Earlier this month, natural açaí bowls and smoothies purveyor Oakberry named two new executives to its team, global head of marketing Bruno Cardinali and global head of business Leandro Gasparin.
Both executives have a wide range of experience in the restaurant industry, having previously spent several years at Restaurant Business International, heading strategy for Popeyes Louisiana Kitchen. Their plans for the brand Oakberry, will look a lot different, however, with a completely new consumer base.
"Our brand has experienced accelerated growth over the past few years and by bringing Bruno and Leandro onto our team, their experience and leadership will fast-track our expansion both in the U.S. and globally," said Georgios Frangulis, Oakberry Founder and CEO.

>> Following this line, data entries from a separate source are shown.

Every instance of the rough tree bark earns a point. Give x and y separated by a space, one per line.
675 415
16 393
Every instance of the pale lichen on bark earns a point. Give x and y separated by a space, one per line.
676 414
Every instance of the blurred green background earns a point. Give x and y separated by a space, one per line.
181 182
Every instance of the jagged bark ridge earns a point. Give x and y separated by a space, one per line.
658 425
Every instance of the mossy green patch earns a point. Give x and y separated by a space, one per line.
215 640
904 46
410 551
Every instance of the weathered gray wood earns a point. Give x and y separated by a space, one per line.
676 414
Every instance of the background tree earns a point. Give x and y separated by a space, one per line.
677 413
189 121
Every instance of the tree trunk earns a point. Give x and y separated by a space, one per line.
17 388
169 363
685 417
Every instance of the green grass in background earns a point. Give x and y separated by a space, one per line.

In April, Oakberry announced the opening of a flagship location in Venice Beach, California, the brand’s seventh in the Southern California region. This is part of a larger plan for the brand to bring its açaí brand throughout the U.S. — with a goal of 150 store locations globally in 2023 alone.
Before the pair worked on Popeyes strategy together, where they helped to introduce the Popeye’s Chicken Sandwich, Cardinali was head of marketing, Latin America & Caribbean at Burger King for one year, and before that, spent 13 years at Unilever where he was the marketing director of Lipton Iced Tea among other leadership positions.

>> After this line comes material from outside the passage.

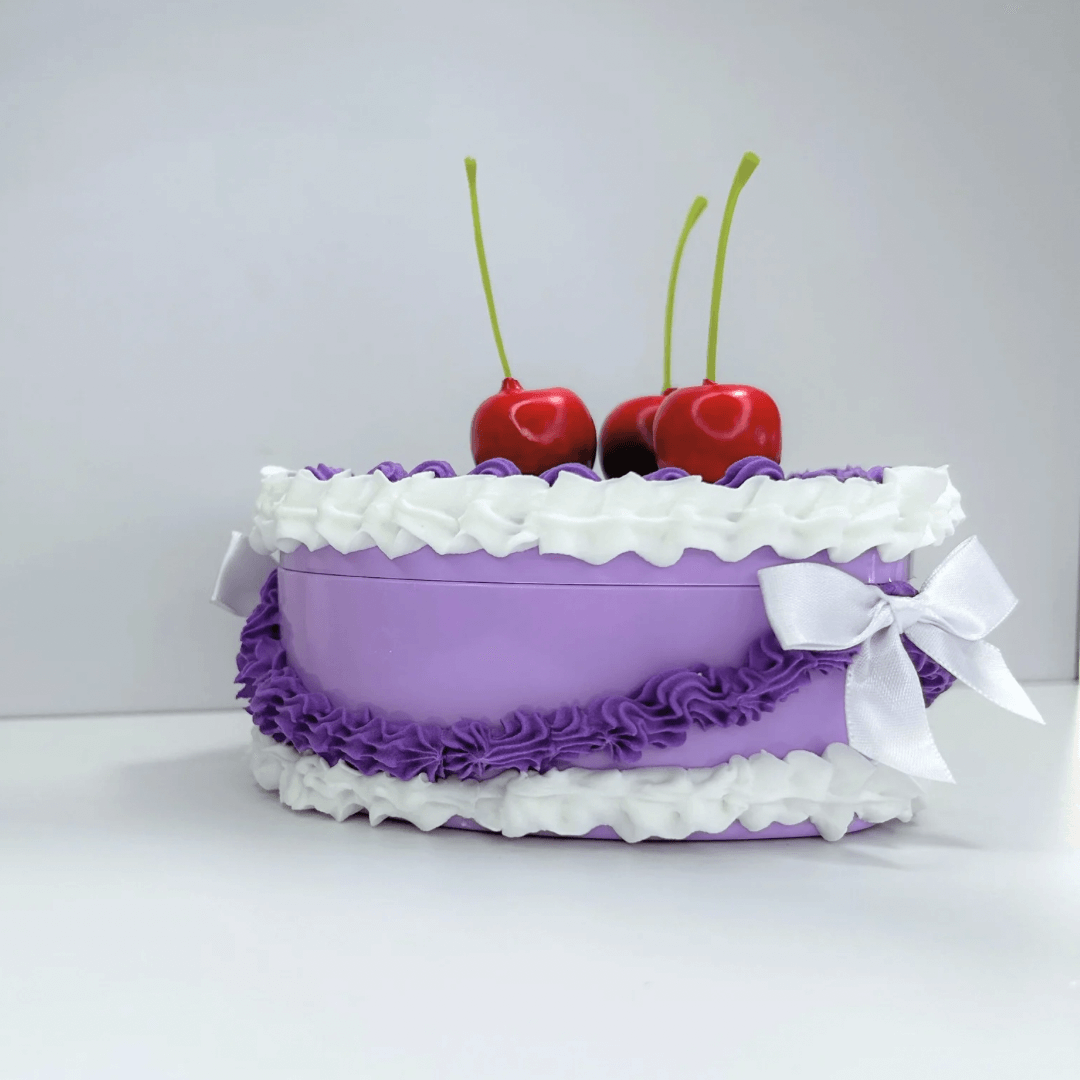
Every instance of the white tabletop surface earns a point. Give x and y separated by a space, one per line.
163 917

One place the pair plan to start their marketing and business strategy is just making açaí a household word and to make more U.S. consumers aware of it.

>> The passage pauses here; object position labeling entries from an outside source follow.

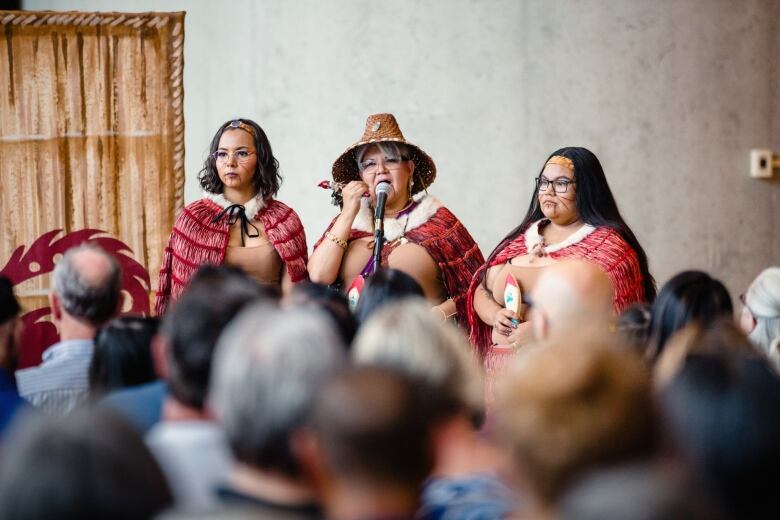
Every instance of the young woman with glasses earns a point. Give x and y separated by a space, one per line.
238 221
572 215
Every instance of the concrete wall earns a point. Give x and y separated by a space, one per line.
670 94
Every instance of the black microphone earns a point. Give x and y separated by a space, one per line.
382 189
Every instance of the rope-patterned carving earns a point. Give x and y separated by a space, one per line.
135 21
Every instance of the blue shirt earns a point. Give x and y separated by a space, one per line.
61 382
9 400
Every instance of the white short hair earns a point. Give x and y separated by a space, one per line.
763 301
406 336
268 365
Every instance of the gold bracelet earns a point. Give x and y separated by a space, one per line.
333 238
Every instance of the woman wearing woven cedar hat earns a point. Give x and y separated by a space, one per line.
423 238
237 221
572 215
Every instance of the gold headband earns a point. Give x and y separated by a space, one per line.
241 125
560 160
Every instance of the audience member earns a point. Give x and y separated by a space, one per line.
268 367
761 314
123 354
571 298
86 465
721 338
687 297
10 330
722 411
635 492
190 447
85 295
371 448
573 408
405 337
383 287
328 299
632 325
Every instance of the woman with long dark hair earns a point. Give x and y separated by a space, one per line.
238 221
572 215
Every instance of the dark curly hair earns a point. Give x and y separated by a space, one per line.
266 180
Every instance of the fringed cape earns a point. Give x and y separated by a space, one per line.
435 228
603 246
196 240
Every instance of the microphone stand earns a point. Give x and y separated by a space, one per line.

“The vast majority of the U.S. is aware as to what açaí actually is, but most who are aware haven’t tried it” said Cardinali, referring to research conducted by the company, and of those who knew what it was, many of them had never tried it. “Our brand is in a good spot to bridge that gap between awareness and trial,” Cardinali said.
“We have kind of reinvented the way people eat açaí,” said Cardinali. Oakberrry utilizes a layering technique, which alternates between a layer of açaí, and then a layer of granola or any other desired toppings, followed by açaí, and so on. “We have kind of recreated that typical açaí experience.”
The açaí berry market — which refers to products from a fruit that grows on the açaí palm tree in the Amazon rainforest — accounted for US$ 6.3 billion in 2022 and is estimated to be US$ 21.7 billion by 2032, according to research from Prophecy Market Insights.
Competitors of Oakberry in the space include Sambazon, Açaí Roots, and NativoAçaí, among others.
Sourcing is another way that both Cardinali and Gasparin plan to differentiate the brand from the rest.
“We have a fully verticalized business structure, so every single bucket of açaí that goes out to every single one of our 600 plus stores comes out of the same place, which is our factory,” said Cardinali. This allows the brand and business to operate in small departments and allocate control in an extremely efficient way.
The last and most important pillar, according to Cardinali, is brand awareness.
“So honestly, we're not we're not the first movers in the market, açaí has been around for a long time. But I think what we have done is create a brand,” he said.
As most of the U.S. have never tried açaí, Cardinali and Gasparin are relying on increasing brand awareness to educate the consumer on the food.
“We will look to offer a purpose proposition to consumers that will transition way beyond just the product offering,” said Cardinali.
Standardization of the brand is also an essential part of creating a global brand, said Gasparin. Giving all customers the same experience, no matter what store location they are in, is one example of this. “I want people to go into our store in New York City, La, in Rio, or Dubai, and have exactly the same experience and feel like they're in exactly the same place.”